No figure can rival Frank Lampard in personal popularity. As a club legend, he gains an extra period of grace. Furthermore, with the transfer embargo currently imposed on the club, it looks like he will be given at least to the end of this season before he is expected to begin challenging for a title again. His was an appointment for the long term, where Solskjaer was drafted in as a caretaker and only appointed permanently several months later.

It appears very much as though supposedly general trends of ‘new manager bounces’ and ‘making a mark’ on a team cannot truly be applied consistently to different situations. Clearly, if a team has stagnated then even just the announcement of a new manager can change the mood completely. Who could forget the barely-concealed antagonism surrounding key players and executives at United in the last days of Mourinho? Yet the idea of abandoning what is safe and taking a leap of faith into the unknown is enough to maintain managers’ job security. The longest serving managers in the league, notably Sean Dyche and Eddie Howe, often oversee periods of inconsistency. Burnley finished last season eight places lower than the season before, yet there was rarely a suggestion that they might look to a new manager.
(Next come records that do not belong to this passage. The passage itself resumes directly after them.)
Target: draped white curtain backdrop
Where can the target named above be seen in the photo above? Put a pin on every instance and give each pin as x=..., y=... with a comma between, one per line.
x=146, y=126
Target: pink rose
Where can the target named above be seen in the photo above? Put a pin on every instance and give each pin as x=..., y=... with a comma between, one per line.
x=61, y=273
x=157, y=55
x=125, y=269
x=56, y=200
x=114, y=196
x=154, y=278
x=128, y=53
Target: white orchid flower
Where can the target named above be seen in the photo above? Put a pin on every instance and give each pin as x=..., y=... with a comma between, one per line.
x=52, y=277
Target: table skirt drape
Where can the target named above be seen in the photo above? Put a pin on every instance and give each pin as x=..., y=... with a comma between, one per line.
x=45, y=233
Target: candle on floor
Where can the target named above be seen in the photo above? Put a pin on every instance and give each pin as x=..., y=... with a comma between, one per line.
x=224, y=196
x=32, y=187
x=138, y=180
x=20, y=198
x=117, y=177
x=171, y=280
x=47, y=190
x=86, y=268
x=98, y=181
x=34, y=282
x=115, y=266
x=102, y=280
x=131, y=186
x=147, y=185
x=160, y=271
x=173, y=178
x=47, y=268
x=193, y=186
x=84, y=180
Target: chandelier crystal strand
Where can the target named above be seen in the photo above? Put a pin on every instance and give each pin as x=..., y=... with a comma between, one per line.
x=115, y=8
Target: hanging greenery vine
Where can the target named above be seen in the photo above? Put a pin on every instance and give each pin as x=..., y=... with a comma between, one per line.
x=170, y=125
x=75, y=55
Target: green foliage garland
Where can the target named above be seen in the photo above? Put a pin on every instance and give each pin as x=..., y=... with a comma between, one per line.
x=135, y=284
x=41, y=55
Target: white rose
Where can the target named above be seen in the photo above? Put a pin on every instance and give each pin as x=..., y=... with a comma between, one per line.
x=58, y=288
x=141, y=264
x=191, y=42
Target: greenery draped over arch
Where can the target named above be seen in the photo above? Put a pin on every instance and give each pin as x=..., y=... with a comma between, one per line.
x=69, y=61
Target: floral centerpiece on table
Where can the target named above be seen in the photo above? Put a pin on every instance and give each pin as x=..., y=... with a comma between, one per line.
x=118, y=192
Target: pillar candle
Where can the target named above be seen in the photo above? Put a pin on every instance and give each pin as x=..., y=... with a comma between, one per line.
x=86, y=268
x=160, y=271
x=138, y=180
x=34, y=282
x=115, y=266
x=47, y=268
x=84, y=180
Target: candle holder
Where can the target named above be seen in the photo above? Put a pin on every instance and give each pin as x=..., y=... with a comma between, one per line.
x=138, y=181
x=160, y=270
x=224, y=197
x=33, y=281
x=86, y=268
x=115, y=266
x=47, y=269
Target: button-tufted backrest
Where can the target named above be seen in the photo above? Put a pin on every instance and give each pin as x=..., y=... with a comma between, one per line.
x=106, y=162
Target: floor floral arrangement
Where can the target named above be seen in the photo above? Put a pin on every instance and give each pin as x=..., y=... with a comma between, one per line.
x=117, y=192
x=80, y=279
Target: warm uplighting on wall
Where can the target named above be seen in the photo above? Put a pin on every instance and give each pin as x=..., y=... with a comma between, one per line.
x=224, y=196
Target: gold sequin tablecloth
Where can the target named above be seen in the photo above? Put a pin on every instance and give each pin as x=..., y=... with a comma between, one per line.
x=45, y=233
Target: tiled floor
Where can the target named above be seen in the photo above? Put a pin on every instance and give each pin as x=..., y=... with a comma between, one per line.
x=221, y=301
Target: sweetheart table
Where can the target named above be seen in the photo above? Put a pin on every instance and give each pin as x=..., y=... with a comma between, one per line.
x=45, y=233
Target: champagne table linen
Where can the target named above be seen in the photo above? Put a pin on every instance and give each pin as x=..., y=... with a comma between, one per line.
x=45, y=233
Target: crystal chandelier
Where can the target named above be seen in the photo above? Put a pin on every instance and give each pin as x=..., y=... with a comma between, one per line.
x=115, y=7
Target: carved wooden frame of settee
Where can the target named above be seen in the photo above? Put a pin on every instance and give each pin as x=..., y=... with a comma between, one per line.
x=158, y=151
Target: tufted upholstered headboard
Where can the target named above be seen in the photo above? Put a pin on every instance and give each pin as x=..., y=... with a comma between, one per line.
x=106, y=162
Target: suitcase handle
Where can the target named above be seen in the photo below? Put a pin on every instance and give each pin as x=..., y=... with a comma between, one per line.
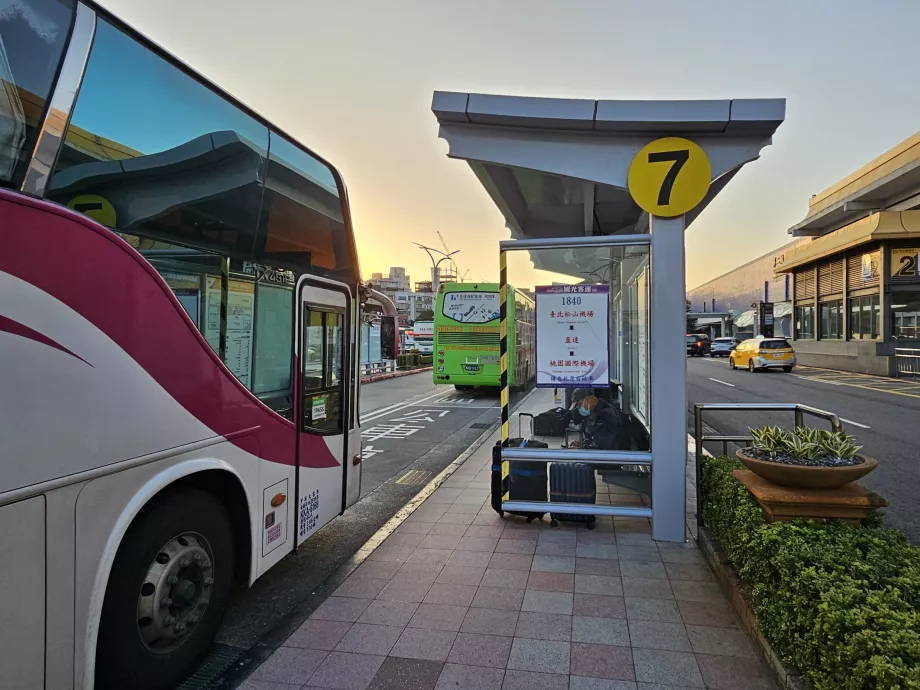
x=525, y=414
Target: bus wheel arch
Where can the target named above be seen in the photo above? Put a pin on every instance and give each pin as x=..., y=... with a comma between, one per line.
x=207, y=492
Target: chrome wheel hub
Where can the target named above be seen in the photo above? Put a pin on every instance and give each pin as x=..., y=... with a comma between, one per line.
x=175, y=592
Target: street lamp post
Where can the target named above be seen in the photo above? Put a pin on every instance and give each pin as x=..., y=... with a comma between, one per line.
x=435, y=274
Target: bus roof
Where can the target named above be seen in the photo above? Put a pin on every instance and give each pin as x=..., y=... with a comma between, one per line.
x=111, y=17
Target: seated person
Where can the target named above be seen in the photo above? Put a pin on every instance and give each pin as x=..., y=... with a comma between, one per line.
x=600, y=422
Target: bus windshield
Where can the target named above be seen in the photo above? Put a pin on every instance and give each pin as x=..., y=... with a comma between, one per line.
x=471, y=307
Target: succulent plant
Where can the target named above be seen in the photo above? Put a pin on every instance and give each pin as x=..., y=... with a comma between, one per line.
x=803, y=443
x=798, y=447
x=838, y=445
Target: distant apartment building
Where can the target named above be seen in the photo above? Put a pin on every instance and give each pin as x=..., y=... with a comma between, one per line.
x=396, y=281
x=397, y=286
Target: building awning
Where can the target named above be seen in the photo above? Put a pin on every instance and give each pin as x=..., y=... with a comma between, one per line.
x=887, y=225
x=890, y=182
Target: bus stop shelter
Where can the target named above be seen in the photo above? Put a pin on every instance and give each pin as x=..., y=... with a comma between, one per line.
x=602, y=191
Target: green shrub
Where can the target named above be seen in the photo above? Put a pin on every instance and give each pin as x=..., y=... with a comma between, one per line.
x=841, y=603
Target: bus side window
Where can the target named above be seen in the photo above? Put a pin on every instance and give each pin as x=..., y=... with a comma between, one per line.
x=323, y=383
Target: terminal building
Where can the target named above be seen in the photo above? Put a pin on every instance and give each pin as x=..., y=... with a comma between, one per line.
x=850, y=281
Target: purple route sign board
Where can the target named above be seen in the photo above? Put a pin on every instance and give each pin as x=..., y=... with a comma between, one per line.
x=571, y=324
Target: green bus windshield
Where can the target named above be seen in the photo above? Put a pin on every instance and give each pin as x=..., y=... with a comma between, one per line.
x=470, y=307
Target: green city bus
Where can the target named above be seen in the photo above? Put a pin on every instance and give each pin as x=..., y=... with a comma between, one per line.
x=466, y=336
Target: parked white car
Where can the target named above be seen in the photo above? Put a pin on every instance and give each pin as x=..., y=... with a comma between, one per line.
x=722, y=347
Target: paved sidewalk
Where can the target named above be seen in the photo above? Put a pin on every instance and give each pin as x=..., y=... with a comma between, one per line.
x=459, y=598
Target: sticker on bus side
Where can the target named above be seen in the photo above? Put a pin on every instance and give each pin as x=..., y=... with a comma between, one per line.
x=309, y=510
x=318, y=408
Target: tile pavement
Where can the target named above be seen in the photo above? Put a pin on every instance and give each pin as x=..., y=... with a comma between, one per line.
x=458, y=598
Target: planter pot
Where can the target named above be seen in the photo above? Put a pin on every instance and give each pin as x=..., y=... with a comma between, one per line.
x=805, y=476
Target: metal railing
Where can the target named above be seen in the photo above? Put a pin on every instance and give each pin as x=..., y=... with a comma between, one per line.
x=700, y=438
x=907, y=361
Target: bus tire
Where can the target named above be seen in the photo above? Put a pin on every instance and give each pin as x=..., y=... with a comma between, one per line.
x=175, y=564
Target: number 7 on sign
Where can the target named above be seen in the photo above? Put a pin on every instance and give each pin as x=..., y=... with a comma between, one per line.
x=677, y=160
x=673, y=190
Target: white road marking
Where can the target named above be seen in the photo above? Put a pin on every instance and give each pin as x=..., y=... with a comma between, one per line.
x=394, y=408
x=724, y=383
x=850, y=421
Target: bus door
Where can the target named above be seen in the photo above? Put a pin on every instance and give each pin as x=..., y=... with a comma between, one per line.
x=326, y=402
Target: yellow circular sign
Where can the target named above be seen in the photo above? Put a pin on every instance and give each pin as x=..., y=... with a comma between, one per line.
x=96, y=207
x=669, y=177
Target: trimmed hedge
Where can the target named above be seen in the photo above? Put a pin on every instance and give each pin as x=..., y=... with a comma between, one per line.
x=841, y=603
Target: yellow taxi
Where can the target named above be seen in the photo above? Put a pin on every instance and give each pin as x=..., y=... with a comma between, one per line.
x=763, y=353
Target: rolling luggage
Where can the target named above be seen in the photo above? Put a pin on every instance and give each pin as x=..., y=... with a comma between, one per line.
x=526, y=479
x=551, y=423
x=572, y=484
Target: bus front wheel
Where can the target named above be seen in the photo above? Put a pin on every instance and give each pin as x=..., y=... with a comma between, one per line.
x=167, y=592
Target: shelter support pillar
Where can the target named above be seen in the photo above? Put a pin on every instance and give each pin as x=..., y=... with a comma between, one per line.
x=668, y=373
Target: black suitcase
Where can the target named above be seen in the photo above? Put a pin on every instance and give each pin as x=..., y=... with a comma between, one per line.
x=526, y=482
x=572, y=484
x=526, y=478
x=551, y=423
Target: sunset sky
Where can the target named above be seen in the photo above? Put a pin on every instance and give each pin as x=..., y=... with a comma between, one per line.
x=354, y=79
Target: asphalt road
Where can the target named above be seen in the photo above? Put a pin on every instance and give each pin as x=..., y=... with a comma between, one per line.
x=883, y=414
x=408, y=426
x=386, y=392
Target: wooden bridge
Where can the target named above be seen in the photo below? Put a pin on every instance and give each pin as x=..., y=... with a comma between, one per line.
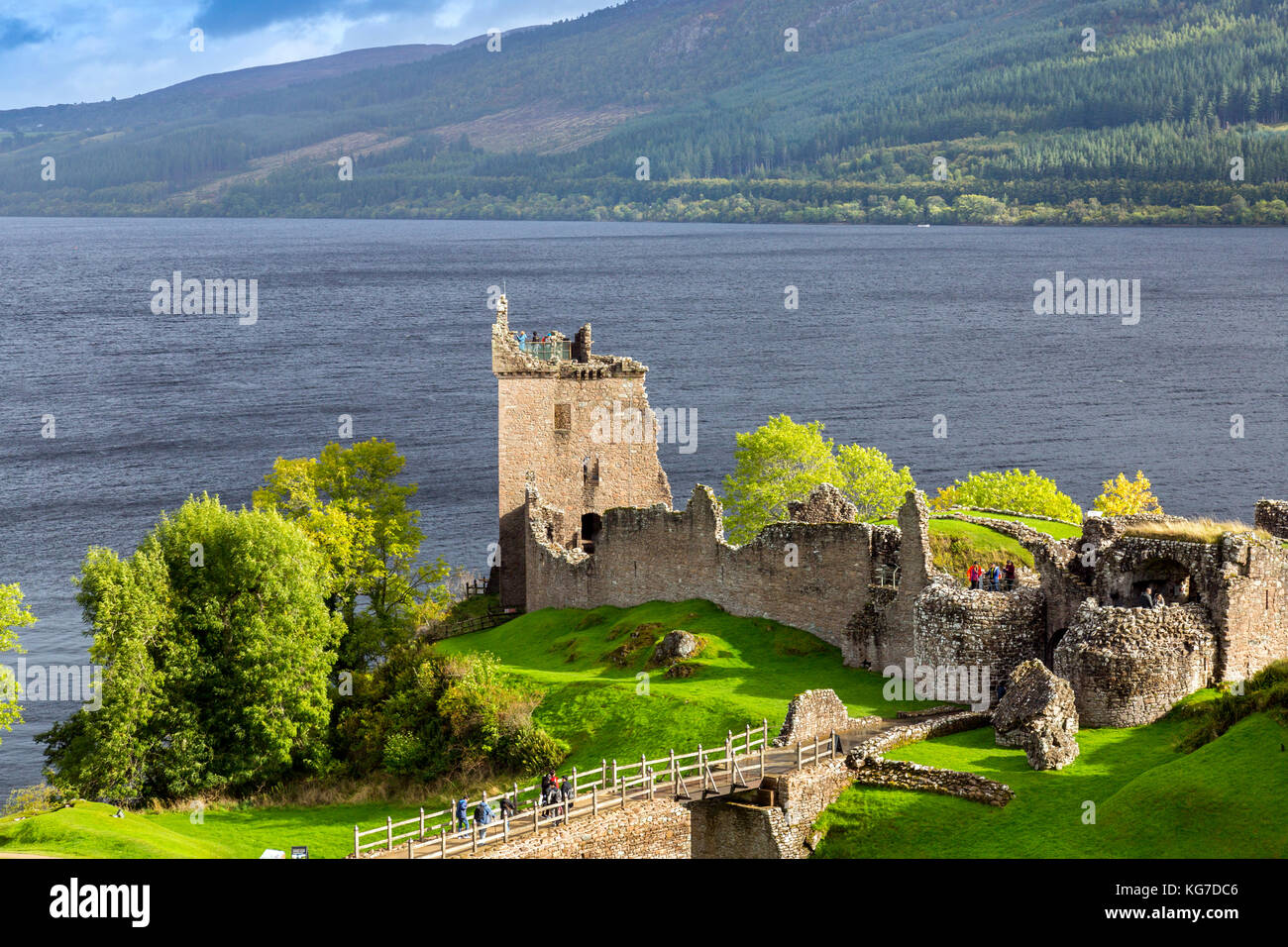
x=739, y=766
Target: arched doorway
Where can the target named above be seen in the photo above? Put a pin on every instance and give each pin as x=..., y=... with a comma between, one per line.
x=590, y=526
x=1167, y=578
x=1048, y=650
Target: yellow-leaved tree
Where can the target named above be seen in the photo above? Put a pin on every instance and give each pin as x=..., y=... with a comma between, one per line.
x=1124, y=497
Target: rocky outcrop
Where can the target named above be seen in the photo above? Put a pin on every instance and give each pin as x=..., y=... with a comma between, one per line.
x=1128, y=667
x=677, y=646
x=1038, y=714
x=874, y=771
x=818, y=714
x=825, y=504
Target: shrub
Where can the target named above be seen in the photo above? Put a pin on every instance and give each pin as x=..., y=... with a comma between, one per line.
x=1265, y=692
x=1124, y=497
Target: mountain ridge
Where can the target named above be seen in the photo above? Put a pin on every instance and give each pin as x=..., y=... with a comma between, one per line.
x=734, y=125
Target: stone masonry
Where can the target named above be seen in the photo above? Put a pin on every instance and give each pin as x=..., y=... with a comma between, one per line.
x=550, y=429
x=587, y=521
x=1128, y=667
x=1038, y=714
x=1273, y=517
x=816, y=714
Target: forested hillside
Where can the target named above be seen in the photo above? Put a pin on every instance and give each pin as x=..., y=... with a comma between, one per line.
x=1033, y=121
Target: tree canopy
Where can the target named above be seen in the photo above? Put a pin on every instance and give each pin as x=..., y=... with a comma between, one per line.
x=12, y=617
x=349, y=501
x=782, y=462
x=1125, y=497
x=1013, y=491
x=215, y=644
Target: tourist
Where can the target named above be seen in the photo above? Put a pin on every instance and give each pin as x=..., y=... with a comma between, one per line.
x=483, y=817
x=463, y=815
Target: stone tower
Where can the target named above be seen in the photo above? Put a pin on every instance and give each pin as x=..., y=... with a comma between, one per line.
x=579, y=427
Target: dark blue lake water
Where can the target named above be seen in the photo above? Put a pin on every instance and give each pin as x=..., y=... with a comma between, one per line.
x=386, y=321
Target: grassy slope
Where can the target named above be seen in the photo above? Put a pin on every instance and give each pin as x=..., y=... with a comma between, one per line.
x=88, y=830
x=1225, y=800
x=748, y=671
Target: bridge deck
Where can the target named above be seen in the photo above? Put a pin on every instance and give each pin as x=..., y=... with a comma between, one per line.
x=719, y=781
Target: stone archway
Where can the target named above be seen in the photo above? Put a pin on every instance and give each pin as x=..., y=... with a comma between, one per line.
x=591, y=523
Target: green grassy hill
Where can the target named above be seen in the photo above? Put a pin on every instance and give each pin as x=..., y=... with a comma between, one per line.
x=1227, y=800
x=845, y=128
x=587, y=663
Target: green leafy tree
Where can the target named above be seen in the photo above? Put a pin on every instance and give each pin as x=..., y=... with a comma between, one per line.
x=352, y=505
x=12, y=617
x=1009, y=489
x=782, y=462
x=871, y=482
x=215, y=644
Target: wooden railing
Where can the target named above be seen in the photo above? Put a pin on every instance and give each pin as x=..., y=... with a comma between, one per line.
x=742, y=762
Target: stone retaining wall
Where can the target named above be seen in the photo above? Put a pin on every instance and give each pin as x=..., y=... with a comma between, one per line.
x=969, y=628
x=818, y=714
x=872, y=771
x=658, y=828
x=1273, y=517
x=1128, y=667
x=921, y=729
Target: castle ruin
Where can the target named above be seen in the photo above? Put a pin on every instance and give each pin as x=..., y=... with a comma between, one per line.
x=588, y=522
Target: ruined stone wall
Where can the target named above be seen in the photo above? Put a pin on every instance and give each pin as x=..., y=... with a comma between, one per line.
x=818, y=714
x=658, y=554
x=1273, y=517
x=546, y=428
x=1128, y=667
x=880, y=634
x=919, y=729
x=733, y=828
x=1250, y=607
x=969, y=628
x=872, y=771
x=1241, y=581
x=1131, y=560
x=658, y=828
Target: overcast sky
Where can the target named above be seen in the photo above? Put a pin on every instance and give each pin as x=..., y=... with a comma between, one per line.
x=86, y=51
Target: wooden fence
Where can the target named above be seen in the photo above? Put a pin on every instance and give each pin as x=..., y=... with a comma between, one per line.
x=741, y=763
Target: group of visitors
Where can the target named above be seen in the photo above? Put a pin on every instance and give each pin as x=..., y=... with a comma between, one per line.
x=536, y=341
x=993, y=579
x=557, y=796
x=1147, y=599
x=555, y=801
x=482, y=814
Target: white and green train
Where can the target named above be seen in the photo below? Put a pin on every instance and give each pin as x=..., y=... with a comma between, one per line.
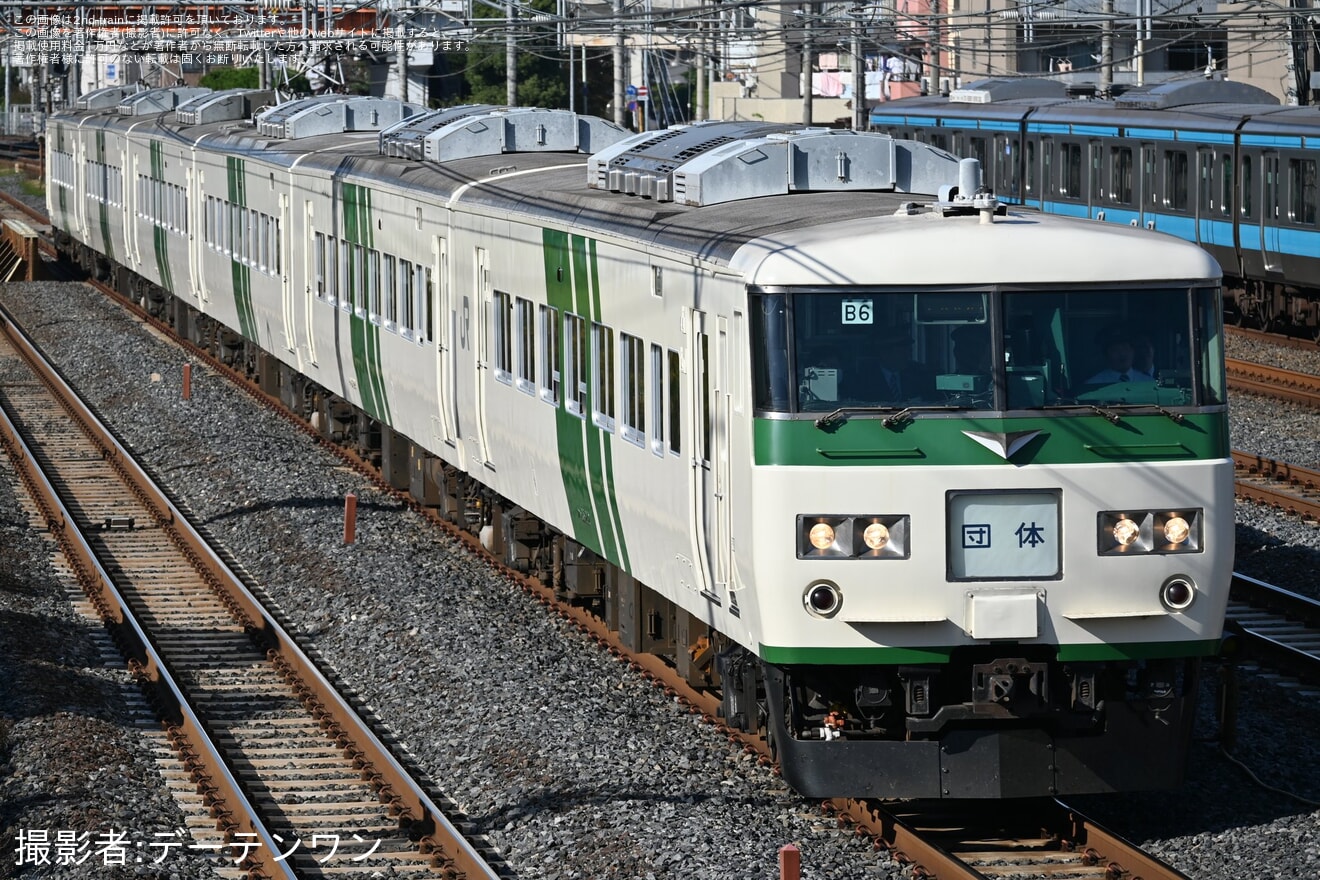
x=939, y=495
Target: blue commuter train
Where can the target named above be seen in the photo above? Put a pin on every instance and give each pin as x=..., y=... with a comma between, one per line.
x=1211, y=161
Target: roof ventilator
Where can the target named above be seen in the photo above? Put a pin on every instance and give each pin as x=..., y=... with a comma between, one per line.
x=333, y=115
x=714, y=162
x=159, y=100
x=969, y=195
x=223, y=106
x=466, y=132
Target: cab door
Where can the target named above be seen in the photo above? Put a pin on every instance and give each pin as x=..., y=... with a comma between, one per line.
x=709, y=441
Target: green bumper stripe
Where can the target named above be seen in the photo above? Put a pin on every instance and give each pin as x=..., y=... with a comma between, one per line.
x=103, y=209
x=585, y=451
x=941, y=655
x=240, y=272
x=940, y=442
x=159, y=242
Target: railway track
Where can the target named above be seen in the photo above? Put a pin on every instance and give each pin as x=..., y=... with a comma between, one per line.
x=1051, y=839
x=284, y=763
x=1279, y=627
x=1273, y=381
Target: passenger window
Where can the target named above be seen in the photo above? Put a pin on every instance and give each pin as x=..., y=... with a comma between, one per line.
x=551, y=355
x=602, y=376
x=503, y=341
x=574, y=364
x=1175, y=180
x=1302, y=190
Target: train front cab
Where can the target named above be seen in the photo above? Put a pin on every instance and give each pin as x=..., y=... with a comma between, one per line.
x=1277, y=213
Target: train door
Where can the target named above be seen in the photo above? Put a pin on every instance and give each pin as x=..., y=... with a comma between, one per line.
x=1150, y=189
x=1094, y=184
x=481, y=341
x=446, y=348
x=709, y=441
x=1270, y=213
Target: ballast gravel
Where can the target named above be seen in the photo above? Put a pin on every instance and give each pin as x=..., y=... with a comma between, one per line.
x=570, y=763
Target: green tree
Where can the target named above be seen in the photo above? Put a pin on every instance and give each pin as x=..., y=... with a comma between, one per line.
x=221, y=78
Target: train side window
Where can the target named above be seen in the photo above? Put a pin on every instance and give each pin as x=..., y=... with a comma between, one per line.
x=551, y=355
x=390, y=284
x=574, y=364
x=1302, y=190
x=1150, y=193
x=1121, y=174
x=675, y=387
x=658, y=400
x=1097, y=160
x=1204, y=185
x=977, y=149
x=1069, y=170
x=318, y=261
x=420, y=305
x=1006, y=166
x=1226, y=184
x=404, y=296
x=503, y=337
x=1245, y=189
x=632, y=388
x=374, y=284
x=526, y=325
x=602, y=376
x=1047, y=166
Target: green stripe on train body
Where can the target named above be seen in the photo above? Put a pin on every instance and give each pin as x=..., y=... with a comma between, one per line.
x=108, y=246
x=586, y=459
x=239, y=271
x=940, y=442
x=363, y=334
x=61, y=191
x=944, y=653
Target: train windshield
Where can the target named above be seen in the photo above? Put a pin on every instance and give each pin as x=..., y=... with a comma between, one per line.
x=986, y=348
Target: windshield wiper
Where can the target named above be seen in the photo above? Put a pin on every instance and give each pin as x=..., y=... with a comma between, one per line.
x=1114, y=417
x=840, y=414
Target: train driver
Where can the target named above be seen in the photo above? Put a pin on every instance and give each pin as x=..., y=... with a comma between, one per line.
x=1120, y=355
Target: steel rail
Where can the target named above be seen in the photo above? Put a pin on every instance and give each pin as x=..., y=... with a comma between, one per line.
x=234, y=812
x=409, y=802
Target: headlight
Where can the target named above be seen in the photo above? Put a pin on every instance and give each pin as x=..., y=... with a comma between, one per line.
x=823, y=599
x=821, y=536
x=1178, y=593
x=1126, y=532
x=1139, y=532
x=882, y=536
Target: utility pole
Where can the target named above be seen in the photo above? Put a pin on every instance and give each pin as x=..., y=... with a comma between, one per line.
x=858, y=74
x=618, y=62
x=1106, y=49
x=1143, y=34
x=808, y=52
x=510, y=57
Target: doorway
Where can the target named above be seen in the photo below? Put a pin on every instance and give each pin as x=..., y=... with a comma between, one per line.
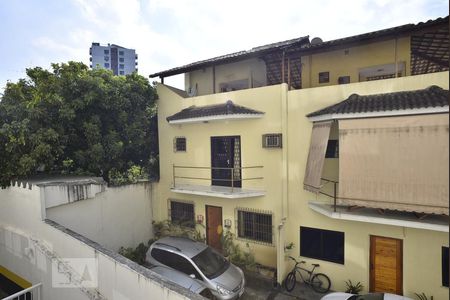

Overall, the success of Potter and Solskjaer remains to be seen. Manchester United have had their worst start to the season in thirty years, garnering only nine points and sitting in twelfth position on the table. There is nothing to say that any potential replacement of Solskjaer would improve results in the long term. Football clubs are run as businesses, and value stability just as highly. The turmoil at United which has been ongoing largely since the departure of Alex Ferguson, for all the club’s money and transfer pull, has left this as the one attribute out of the club’s reach. This ideal should perhaps be the priority when considering managerial replacements. Some have argued that players should be held more accountable, and with United spending their highest wage bill ever this season, at a time when footballers are paid more than ever, many would be inclined to agree.

The time required to make a team a manager’s own, however, is often longer than their chairman’s patience. Until this imbalance can be addressed, it seems highly unlikely that United will invest the necessary time and money into a manager who can build a team from scratch. It does not look like Solskjaer will be given this benefit, his days seemed numbered almost from his permanent appointment in March when the tide of results turned against him, yet this model is surely unsustainable. Ferguson was given four years before his first major piece of silverware, nowadays his successors are lucky to get four months before pressure begins to mount.

Overall, managers are a highly mobile commodity in modern football. As much as many clubs would value stability and long term appointments, it is hard not to be sympathetic to United fans calling for change. However, they must acknowledge that another rash appointment will not have a long term benefit. Only when choosing a manger who will be given a chance to clear the existing dead-wood and bring in their own players can that person be held fully accountable by the fans. Clubs like Watford must also acknowledge this, or risk forgetting just how precarious the position of any supposedly-mid-table club is in the Premier League. For any club, regardless of their position, papering over individual cracks with managerial changes can only work for so long, before clubs risk complete collapse.